While reading this book, you may find yourself feeling a little like a sky diver who has just jumped out of an airplane. As you approach the ground, things come more into focus. As you squint and try to make out the color of that house far below, you suddenly realize that you are plummeting closer and closer toward the very thing you are trying to observe.

Conceptual ideas need concrete implementations in order to solidify our understanding of them. A directory access protocol is of no use without an actual implementation that allows us to put the protocol to work to solve real information problems on a network. This chapter introduces OpenLDAP, a popular, open source LDAPv3-compliant server. There are a number of popular commercial products, including Sun Microsystem's SunOne directory server (formally owned by Netscape), Novell's eDirectory (formally referred to as NDS), and Microsoft's Active Directory, although this directory encompasses much more than just LDAP.

Why are we using the OpenLDAP[1] server instead of one from another vendor?

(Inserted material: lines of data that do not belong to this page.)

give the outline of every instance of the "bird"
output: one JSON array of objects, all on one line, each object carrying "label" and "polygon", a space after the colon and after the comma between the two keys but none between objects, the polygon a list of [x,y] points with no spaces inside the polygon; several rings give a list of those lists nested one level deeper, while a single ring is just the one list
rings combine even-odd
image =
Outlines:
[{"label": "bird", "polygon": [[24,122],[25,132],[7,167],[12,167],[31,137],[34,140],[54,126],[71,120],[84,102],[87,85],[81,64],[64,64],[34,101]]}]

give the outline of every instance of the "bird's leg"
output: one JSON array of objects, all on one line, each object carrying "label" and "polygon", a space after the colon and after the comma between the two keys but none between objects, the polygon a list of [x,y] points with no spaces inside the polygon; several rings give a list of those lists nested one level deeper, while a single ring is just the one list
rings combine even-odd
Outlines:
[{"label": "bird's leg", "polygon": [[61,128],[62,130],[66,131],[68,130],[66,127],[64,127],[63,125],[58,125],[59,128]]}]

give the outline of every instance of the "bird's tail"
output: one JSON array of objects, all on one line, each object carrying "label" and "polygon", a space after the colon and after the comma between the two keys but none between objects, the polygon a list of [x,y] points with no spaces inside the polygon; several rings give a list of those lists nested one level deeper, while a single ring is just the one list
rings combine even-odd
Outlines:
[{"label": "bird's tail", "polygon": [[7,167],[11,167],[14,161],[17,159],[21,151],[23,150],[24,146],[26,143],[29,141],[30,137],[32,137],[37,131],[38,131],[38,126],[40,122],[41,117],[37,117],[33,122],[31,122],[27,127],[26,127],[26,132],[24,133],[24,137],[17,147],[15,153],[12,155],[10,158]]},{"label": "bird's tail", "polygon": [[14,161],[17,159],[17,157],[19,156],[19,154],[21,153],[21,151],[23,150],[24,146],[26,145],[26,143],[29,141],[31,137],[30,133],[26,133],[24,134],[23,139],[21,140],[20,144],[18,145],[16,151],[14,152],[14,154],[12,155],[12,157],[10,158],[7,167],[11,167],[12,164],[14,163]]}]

OpenLDAP is attractive for several reasons:

[1] The "Open" in OpenLDAP refers to the open engineering process and community used to create OpenLDAP software.

  • The OpenLDAP source code is available for download from http://www.openldap.org/ under the OpenLDAP Public License. Source code can provide a great deal of information to supplement existing (or absent) documentation.

  • OpenLDAP 2 is compliant with the core LDAPv3 specifications.

  • OpenLDAP is available for multiple platforms, including Linux, Solaris, Mac OS 10.2, and Windows (in its various incarnations). For more information regarding OpenLDAP on Mac OS 10.2, see http://www.padl.com//Articles/AdvancedOpenDirectoryConf.html.

  • The OpenLDAP project is a continuation of the original University of Michigan LDAP server. The relationship between Michigan's LDAP server and many modern, commercial LDAP servers can be compared to the relationship between modern web browsers and the original NCSA Mosaic code base.

The examples presented in this chapter configure OpenLDAP on a Unix-based server. Therefore, they use standard Unix command-line tools such as tar, gzip, and make.